Malam itu, setelah Nathan tertidur lelap, Gavin mengantar Dasha ke pintu depan. Hawa dingin malam menembus ruang tamu, namun suasana di antara mereka terasa hangat. Gavin memandang Dasha dengan penuh rasa terima kasih.
"Terima kasih banyak, Dasha. Aku tidak tahu harus bagaimana tanpamu," katanya tulus.
Dasha tersenyum kecil, mengangkat bahu. "Nathan anak yang luar biasa. Aku senang bisa membantumu. Lagipula, dia sudah seperti keponakan sendiri," jawabnya sambil merapikan syal di lehernya.
Mereka berbagi senyuman sebelum Dasha pamit pulang. Namun, malam itu, Gavin tak bisa tidur. Pikirannya terus melayang pada sosok Dasha bukan hanya sebagai manajer andal di perusahaannya, tapi juga sebagai seseorang yang memiliki kehangatan dan perhatian luar biasa. Ia mulai menyadari bahwa kehadiran Dasha membawa dampak lebih besar dari yang ia kira, tidak hanya untuk pekerjaan, tapi juga untuk keluarganya.
Di sisi lain, Dasha juga merasakan hal serupa. Dalam perjalanan pulangnya, ia merenungkan hubungan profesional yang berubah menjadi lebih personal ini. Ia kagum pada Gavin sebagai pemimpin perusahaan sekaligus ayah yang penuh kasih. Tapi, ia juga tahu bahwa garis antara pekerjaan dan kehidupan pribadi bisa menjadi kabur, dan ia harus berhati-hati.
Hari-hari berikutnya, hubungan Gavin dan Dasha tetap profesional, namun dengan sedikit sentuhan keakraban. Mereka saling memahami tanpa perlu banyak bicara. Di kantor, Dasha tetap menjadi manajer yang dihormati, sementara Gavin tetap menjaga perannya sebagai CEO yang berwibawa. Tapi di balik layar, Gavin mulai mencari cara untuk lebih mendekatkan diri, meskipun ia tahu perasaan itu harus dijaga agar tidak mengganggu dinamika pekerjaan.
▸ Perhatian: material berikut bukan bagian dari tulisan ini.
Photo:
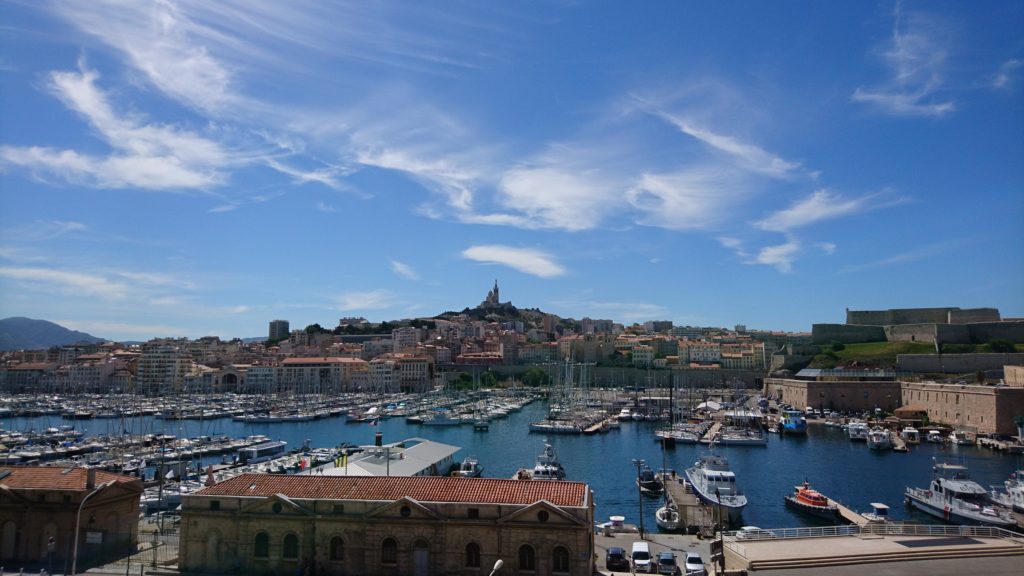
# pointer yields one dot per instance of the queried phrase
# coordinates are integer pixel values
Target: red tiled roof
(421, 489)
(55, 478)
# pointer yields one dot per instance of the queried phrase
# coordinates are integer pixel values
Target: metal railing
(734, 540)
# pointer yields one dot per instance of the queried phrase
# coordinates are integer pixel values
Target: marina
(603, 460)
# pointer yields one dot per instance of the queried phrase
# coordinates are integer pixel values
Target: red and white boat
(811, 501)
Suatu sore, ketika proyek besar perusahaan akhirnya selesai dan peluncuran platform digital berjalan sukses, Gavin mengundang seluruh tim inti untuk makan malam perayaan. Malam itu penuh canda dan tawa. Dasha, yang biasanya menjaga jarak, merasa nyaman berada di antara koleganya. Ketika acara selesai, Gavin mendekati Dasha.
"Dasha, bisakah kita bicara sebentar?" tanyanya.
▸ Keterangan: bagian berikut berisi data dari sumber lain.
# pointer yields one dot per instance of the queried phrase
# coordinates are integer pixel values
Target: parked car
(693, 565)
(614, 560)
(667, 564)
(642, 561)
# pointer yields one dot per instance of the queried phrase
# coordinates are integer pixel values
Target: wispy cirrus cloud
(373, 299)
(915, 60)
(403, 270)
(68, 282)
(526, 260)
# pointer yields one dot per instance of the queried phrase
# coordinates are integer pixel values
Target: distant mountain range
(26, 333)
Dasha mengangguk, meski merasa sedikit gugup. Mereka berjalan ke sudut ruangan yang lebih sepi.
"Aku hanya ingin bilang, aku sangat menghargai semua yang telah kamu lakukan untuk perusahaan ini dan untuk Nathan," Gavin berkata dengan suara rendah namun serius. "Aku tahu mungkin ini tidak pantas, tapi aku merasa semakin lama kita bekerja sama, aku makin melihatmu sebagai lebih dari sekadar karyawan."
Kata-kata itu menggantung di udara. Dasha terkejut, tetapi ia tidak bisa menyangkal bahwa selama ini, ia pun merasa ada sesuatu yang berbeda dalam hubungan mereka.
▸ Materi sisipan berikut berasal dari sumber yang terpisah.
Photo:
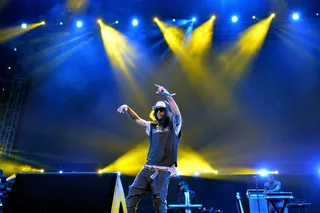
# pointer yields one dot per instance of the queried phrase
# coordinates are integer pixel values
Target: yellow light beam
(7, 34)
(189, 161)
(123, 57)
(239, 57)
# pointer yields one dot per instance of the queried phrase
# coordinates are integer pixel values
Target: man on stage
(164, 136)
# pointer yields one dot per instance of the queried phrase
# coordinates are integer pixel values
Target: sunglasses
(160, 110)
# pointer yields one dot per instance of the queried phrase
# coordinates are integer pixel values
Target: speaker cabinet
(66, 192)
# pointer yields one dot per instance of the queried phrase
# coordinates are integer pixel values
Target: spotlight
(135, 22)
(196, 174)
(24, 26)
(234, 19)
(263, 172)
(79, 24)
(295, 16)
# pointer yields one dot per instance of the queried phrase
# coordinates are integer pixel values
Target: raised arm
(174, 107)
(132, 115)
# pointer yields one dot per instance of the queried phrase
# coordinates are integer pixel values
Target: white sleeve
(148, 127)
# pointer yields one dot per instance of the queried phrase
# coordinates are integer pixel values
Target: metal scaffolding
(12, 112)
"Gavin," Dasha akhirnya berbicara, memilih kata-kata dengan hati-hati. "Aku juga merasa nyaman bekerja denganmu. Tapi aku perlu waktu untuk memikirkan semua ini. Aku tidak ingin terburu-buru dan merusak apa yang sudah kita miliki."
Gavin tersenyum tipis, menghargai kejujurannya. "Aku mengerti. Dan aku tidak ingin menekanmu. Kita bisa melanjutkan seperti biasa, tanpa ada yang berubah," katanya.
Malam itu, Dasha pulang dengan hati yang campur aduk. Gavin, dengan caranya yang tenang dan tulus, telah membuka pintu baru dalam hidupnya. Tapi ia tahu, keputusan ini membutuhkan waktu dan pemikiran mendalam, karena taruhannya bukan hanya hubungan pribadi, tetapi juga karier yang selama ini ia bangun dengan susah payah.